Dialog Malam


 “ Lampu- lampu yang nampak tersusun rapi, berbaris tanpa aba-aba. Dengan latar langit berwarna hitam pekat dan perlahan mulai disisipi oleh jingga. “

“ Itu kota Malang, sebelah sana Surabaya.” Jelasnya

Mendengar namun pandangan tak beralih sedikitpun. Menatap sebuah lukisan Tuhan Maha Indah, menciptakan sebuah rasa yang banyak disebut mereka sebagai bahagia. Rasa bahagia berasal dari kemampuan kita untuk membangunkan rasa syukur yang selama ini bersemayam didalam hati. Sederhana, karena banyak alasan yang bisa membuat kita bersyukur.

 Saya sangat mencintai alam, “Pecinta Alam?”

Sedari kecil, saya senang sekali duduk di gorong-gorong depan rumah sekadar menunggu matahari tenggelam, meski yang saya lihat hanya sisa- sisa jingga juga mega merahnya. Atau ketika musim capung, saya akan berlari kesana kemari untuk menangkap mereka. Meski kadang saya tidak mendapatkan salah satu dari mereka.

Lekat sekali dalam ingatan, saya pernah melihat dari jendela rumah warna langit yang begitu indah. Langit biru yang mendapat pancaran ssinar matahari berwarna kuning keemasan dengan sinar bergaris- garis seolah tersebar keseluruh permukaan langit. Ah, sayangnya belum kumiliki alat perekan gambar,saat itu.
Banyak yang bertanya, kenapa saya menyukai pantai, juga gunung? Apa saya terlalu melankolis? Hahaha.
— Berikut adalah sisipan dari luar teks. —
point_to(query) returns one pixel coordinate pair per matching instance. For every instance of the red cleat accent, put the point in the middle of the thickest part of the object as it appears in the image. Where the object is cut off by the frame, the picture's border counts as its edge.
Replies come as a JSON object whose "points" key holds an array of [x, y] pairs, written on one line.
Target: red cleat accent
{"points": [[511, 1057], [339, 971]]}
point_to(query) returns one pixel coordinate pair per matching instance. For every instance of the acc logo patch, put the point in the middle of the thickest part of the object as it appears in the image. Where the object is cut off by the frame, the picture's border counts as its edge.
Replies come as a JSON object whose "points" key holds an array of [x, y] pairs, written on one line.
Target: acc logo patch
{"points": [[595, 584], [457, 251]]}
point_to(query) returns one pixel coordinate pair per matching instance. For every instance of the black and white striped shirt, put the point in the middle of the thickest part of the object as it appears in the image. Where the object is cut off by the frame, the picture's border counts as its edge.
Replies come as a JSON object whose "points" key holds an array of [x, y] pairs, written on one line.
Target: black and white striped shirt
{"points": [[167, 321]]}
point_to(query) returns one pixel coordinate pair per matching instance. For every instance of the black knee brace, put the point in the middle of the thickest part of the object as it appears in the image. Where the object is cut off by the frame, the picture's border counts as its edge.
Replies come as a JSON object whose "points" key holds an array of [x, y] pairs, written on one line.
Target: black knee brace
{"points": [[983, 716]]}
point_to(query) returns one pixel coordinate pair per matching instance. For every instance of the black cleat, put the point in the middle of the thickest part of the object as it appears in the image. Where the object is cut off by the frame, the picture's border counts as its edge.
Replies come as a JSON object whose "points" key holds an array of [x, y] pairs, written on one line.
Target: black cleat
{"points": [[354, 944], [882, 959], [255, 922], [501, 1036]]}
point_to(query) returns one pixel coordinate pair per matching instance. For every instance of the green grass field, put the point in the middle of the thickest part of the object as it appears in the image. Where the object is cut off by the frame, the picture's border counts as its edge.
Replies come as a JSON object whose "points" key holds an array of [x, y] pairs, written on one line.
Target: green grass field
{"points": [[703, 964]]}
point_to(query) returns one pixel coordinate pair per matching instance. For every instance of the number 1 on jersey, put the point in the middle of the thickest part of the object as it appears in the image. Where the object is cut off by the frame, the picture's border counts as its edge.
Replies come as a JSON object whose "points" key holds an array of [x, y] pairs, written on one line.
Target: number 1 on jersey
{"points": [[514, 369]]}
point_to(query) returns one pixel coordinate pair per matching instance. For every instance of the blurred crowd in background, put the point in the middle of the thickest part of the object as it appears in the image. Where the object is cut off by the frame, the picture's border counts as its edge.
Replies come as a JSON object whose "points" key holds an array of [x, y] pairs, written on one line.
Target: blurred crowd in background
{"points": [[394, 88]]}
Jujur saja! Saya pun tidak mempunyai jawaban yang lugas. Saya menyukai keduanya karena saya mendapatkan diri saya disana. Ketika ke pantai, saya mampu menyelami diri saya atas segala kekurangan, saya belum bisa berenang dengan baik sehingga saya hanya berani berenang jika menggunakan pelampung. Saya menyukai pasir putih sehingga saya meletakan tubuh saya diatasnya, dengan  begitu saya juga bisa menikmati hamparan langit biru. Saya menyukai air sehingga saya membiarkan kaki saya diseret oleh ombak ke pinggiran. Disana, saya cukup menuruti apa yang saya inginkan.

Dan gunung, meski lelah juga dingin. Saya selalu berkeinginan untuk mendaki, mendaki, juga mendaki. Membayangkan hamparan rumput mulai menguning, langit bertabur bintang, angin penuh kesejukan, kesederhanaan dan ketidak berdayaan. Ah Tuhan! Saya hampir kehabisan huruf untuk dirangkai menjelaskan tentang sebuah perjalanan penuh makna, setidaknya untuk saya. Dalam setiap perjalanan mendaki, saya selalu mempunyai banyak waktu untuk berbicara dengan diri senddiri. Tentang ego, tentang mimpi, tentang kesalahan, tentang semua hal yang memenuhi otak saya.

Pada ujung rasa ketika saya sudah tidak mampu untuk menahan ‘suara’, maka saya akan memutuskan untuk mengepak segenap perlatan untuk mendaki. Mendaki memang sebuah perjalanan terbaik untuk saya dibandingkan pantai. Meski keduanya saya sukai,karena ketika mendaki saya bisa mematrikan pada diri saya bahwa seperti inilah hidup. Selalu dihadapi dengan rupa permukaan yang tak selalu sama. Bahkan pemukaan datar hanya sesekali ditemui, selebihnya adalah tanjakan dengan akar atau bebatuan. Meskipun terasa sulit, bukankah kita terus mendaki?  ketika mendaki saya bisa mematrikan pada diri saya bahwa seperti inilah hidup. Selalu dihadapi dengan rupa permukaan yang tak selalu sama. Bahkan pemukaan datar hanya sesekali ditemui, selebihnya adalah tanjakan dengan akar atau bebatuan. Meskipun terasa sulit, bukankah kita terus mendaki? Ya, karena kita sudah mengetahui apa tujuan kita untuk mendaki.

Kita paham benar, sesampainya kita pada ‘posko’ yang kita inginkan, semua usaha yang kita lakukan sangat kita syukuri.  Selalu ada canda tawa juga kutukan- kutukan kecil selama perjalanan. Bukan masalah, bukankah kita memang memiliki warna yang beraneka?

Akan selalu ada perjalanan – perjalanan kecil dalam perjalanan besar. Mencari kebenaran didalam kebenaran. Mencari jalan keluar dalam ketersesatan. Mencari tujuan dalam sebuah asa. Perjalanan yang membuat kita tak harus menggunakan beragam “topeng”.